Callback functions required by a FDW

At least seven callbacks are needed: GetForeignRelSize, GetForeignPaths, GetForeignPlan, BeginForeignScan, IterateForeignScan, ReScanForeignScan, EndForeignScan. They are invoked during the Optimizer and Executor phases.

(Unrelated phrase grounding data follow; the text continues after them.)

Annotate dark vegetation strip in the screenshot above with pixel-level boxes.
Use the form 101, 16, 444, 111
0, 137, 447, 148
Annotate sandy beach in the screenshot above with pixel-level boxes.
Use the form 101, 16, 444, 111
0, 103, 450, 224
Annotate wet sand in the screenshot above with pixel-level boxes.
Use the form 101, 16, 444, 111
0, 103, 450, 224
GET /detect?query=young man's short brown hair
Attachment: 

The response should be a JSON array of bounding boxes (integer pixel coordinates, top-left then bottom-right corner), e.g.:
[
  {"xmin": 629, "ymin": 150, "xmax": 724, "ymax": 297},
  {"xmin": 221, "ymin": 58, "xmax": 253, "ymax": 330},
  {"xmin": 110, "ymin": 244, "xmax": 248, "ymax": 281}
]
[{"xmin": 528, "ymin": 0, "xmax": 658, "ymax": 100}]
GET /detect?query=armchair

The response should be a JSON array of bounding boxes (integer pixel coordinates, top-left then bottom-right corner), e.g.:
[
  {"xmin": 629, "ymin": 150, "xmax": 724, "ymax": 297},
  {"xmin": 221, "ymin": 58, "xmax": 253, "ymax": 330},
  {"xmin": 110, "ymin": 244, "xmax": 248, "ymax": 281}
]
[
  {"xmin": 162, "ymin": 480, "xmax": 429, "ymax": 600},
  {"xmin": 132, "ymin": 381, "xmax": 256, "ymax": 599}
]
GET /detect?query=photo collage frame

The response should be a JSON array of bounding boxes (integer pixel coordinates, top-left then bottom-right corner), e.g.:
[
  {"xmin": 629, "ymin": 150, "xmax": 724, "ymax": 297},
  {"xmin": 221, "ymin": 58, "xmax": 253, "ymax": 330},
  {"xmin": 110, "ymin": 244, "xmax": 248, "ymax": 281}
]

typedef void (*GetForeignRelSize_function)(PlannerInfo *root, RelOptInfo *baserel, Oid foreigntableid);
typedef void (*GetForeignPaths_function)(PlannerInfo *root, RelOptInfo *baserel, Oid foreigntableid);
typedef ForeignScan *(*GetForeignPlan_function)(PlannerInfo *root, RelOptInfo *baserel, Oid foreigntableid, ForeignPath *best_path, List *tlist, List *scan_clauses, Plan *outer_plan);
typedef void (*BeginForeignScan_function)(ForeignScanState *node, int eflags);
typedef TupleTableSlot *(*IterateForeignScan_function)(ForeignScanState *node);
typedef void (*EndForeignScan_function)(ForeignScanState *node);

Implementing FDW callbacks with Go (cgo)

Because PostgreSQL’s API is C‑based, Go code must use cgo. The steps are: import "C", declare Go functions matching the C signatures, export them with //export, and implement the logic in Go. Example of GetForeignRelSize implementation:

//export doubanGetForeignRelSize
func doubanGetForeignRelSize(root *C.PlannerInfo,
    baserel *C.RelOptInfo, foreigntableid C.Oid) {
    // Collect needed attributes for joins and output.
    targetlist := (*C.Node)(unsafe.Pointer(baserel.reltargetlist))
    // ... other logic ...
    baserel.fdw_private = Save(attributesRetrieved)
    baserel.rows = C.double(MovieRankingTop250Num)
}

Common pitfalls include unavailable C macros (e.g., foreach), pointer casts that require unsafe.Pointer, and cgo pointer‑passing restrictions. Work‑arounds involve using C.list_length / C.list_nth instead of macros, performing explicit unsafe casts, and employing the go-pointer library to map Go pointers to C addresses.

Build process

FDW is built as a PostgreSQL extension using PGXS. A typical Makefile defines MODULES, EXTENSION, DATA, and includes the PGXS makefile. CGO_CFLAGS and CGO_LDFLAGS must point to PostgreSQL’s include and lib directories.

MODULES = myfdw
EXTENSION = myfdw
DATA = myfdw--1.0.sql
PG_CONFIG = pg_config
PGXS := $(shell $(PG_CONFIG) --pgxs)
include $(PGXS)

Practical considerations

While Go speeds development, the cgo stack switches introduce noticeable overhead, so performance‑critical FDWs (e.g., postgres_fdw used for sharding) are still best written in pure C.

Outlook

FDW functionality has grown steadily from PostgreSQL 9.2 to 10, and with the maturing built‑in sharding solution, interest in FDW is expected to increase.